Architecture
April 14, 2026 · View on GitHub
Concise notes for integrators and maintainers. For API usage, see USAGE.md.
Engines
The library exposes four TTS engines behind a unified Speech façade:
| Engine | Kind | Sample rate | Sessions | Notes |
|---|---|---|---|---|
OS_NATIVE | Platform TTS (AVSpeechSynthesizer / Android TTS) | device-default | — | always available |
KOKORO | Neural, ONNX | 24 kHz | 1 | multi-language via dict; BPE tokenizer |
SUPERTONIC | Neural, ONNX (4 models) | 44.1 kHz | 4 | ultra-fast; byte tokens |
KITTEN | Neural, ONNX | 24 kHz | 1 | StyleTTS 2; IPA tokens |
All neural engines implement TTSEngineInterface<TConfig>. Config is per-engine (KokoroConfig, SupertonicConfig, KittenConfig).
Threading model
- JS bridge:
Speech.*entry points areasyncand return Promises. Engine instances and the audio player live in JS. - ONNX inference:
session.run(feeds)is awaited on the JS thread.onnxruntime-react-nativedispatches the actual math to a native thread; tensor marshaling on return happens on the JS thread. For streaming use-cases, avoid chunking finer than ~100 ms on low-end Android, where marshaling dominates. - Audio playback: handled in native code. iOS uses
AVAudioEngine+AVAudioPlayerNode; Android uses the neural audio player inRNSpeechModule. Audio callbacks (onStart,onProgress, etc.) cross back into JS via the Turbo Module event emitter. - Audio focus / interruption: subscribed in native code on both platforms. An
onAudioInterruptionJS event surfaces focus transitions so the app can react (for example, update UI state). - Native dict (
cpp/native_dict.*): mmap-backed,MAP_PRIVATE | PROT_READ. Lookups run on whichever thread called the Turbo Module — typically JS. Single-instance global per platform; swapping dicts replaces the singleton atomically under a mutex.
Lifecycle
initialize(config) → isReady() → synthesize(...) → [release() | destroy()]

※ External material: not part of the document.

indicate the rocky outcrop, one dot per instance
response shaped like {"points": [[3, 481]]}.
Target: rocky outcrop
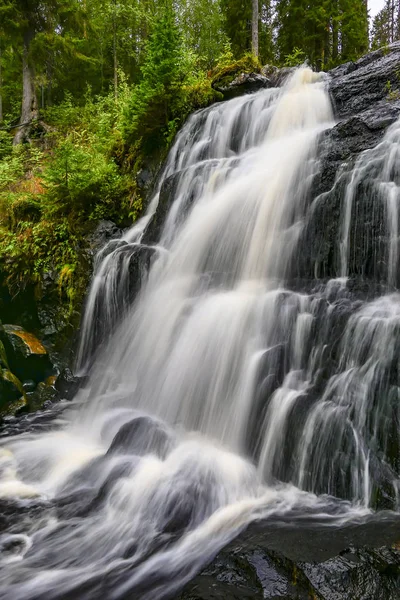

initialize()loads model files, builds tokenizer, attaches phonemizer, and opens ONNX sessions. Cold-start is logged asengine_init_ms=...at info level. Re-init is idempotent: if already initialized, the call is a no-op.release()releases ONNX sessions (and any native buffers) but keeps the engine instance reusable — callinitialize()again to reuse.destroy()tears down the engine permanently.
Memory
Neural TTS is memory-heavy. Rough steady-state per engine (excluding OS TTS):
| Engine | Typical RSS during synthesis |
|---|---|
| Kokoro | 150–250 MB |
| Supertonic | 150–250 MB (4 models, but small) |
| Kitten | 80–150 MB |
Minimum device recommendation: 3 GB RAM phone. On 2 GB devices (iPhone SE) one neural engine at a time and prompt release() between usages are mandatory.
release() frees the ONNX session's native memory via session.release(). Actual RSS drop depends on onnxruntime-react-native's implementation; verify on device with Xcode Instruments (Allocations template) or Android Profiler if tuning.
Phonemization
Default stack (Kokoro + Kitten):
text → TextNormalizer → chunker → (dict lookup → hans00 G2P fallback) → post-process → tokens
- No data is shipped in the library. Consumer apps supply the mmap
.bindict path viaNativeDictAPI. - Without a dict, the hans00 G2P library (MIT) is the sole backend. Quality is lower for English proper nouns but adequate for common words.
- Supertonic bypasses phonemization — it uses a byte-level tokenizer directly.
See PHONEMIZATION.md for details and the scripts/build-dict.mjs tool.
Native dict parser security
The EPD1 binary parser (cpp/native_dict.cpp) treats input as untrusted — consumer apps may load dicts downloaded from the network. The parser:
- Uses overflow-safe bounds checks on all header fields.
- Runs a one-time post-open validation pass (monotonic offsets, size bounds, alignment-agnostic reads via
memcpy). - Caps
n_entries_at 10M.
A fuzz target lives at cpp/tests/fuzz_native_dict.cpp covering truncated, oversize, wrong-magic, and adversarial blobs. Run locally with g++ -std=c++17 -I cpp/ cpp/native_dict.cpp cpp/tests/fuzz_native_dict.cpp -o /tmp/fuzz && /tmp/fuzz.
Benchmarks
scripts/benchmark-*.sh + benchmarks/schema.json + example/src/views/BenchmarkView.tsx produce reproducible traces. xctrace + Perfetto are wired into the trace extractor at scripts/extract-trace-table.py. See engine-specific notes in the memory/profiling docs (internal).
Cold-start can be read out of the runtime log ([Kokoro][Engine] engine_init_ms=...) or the xctrace engine_init signpost.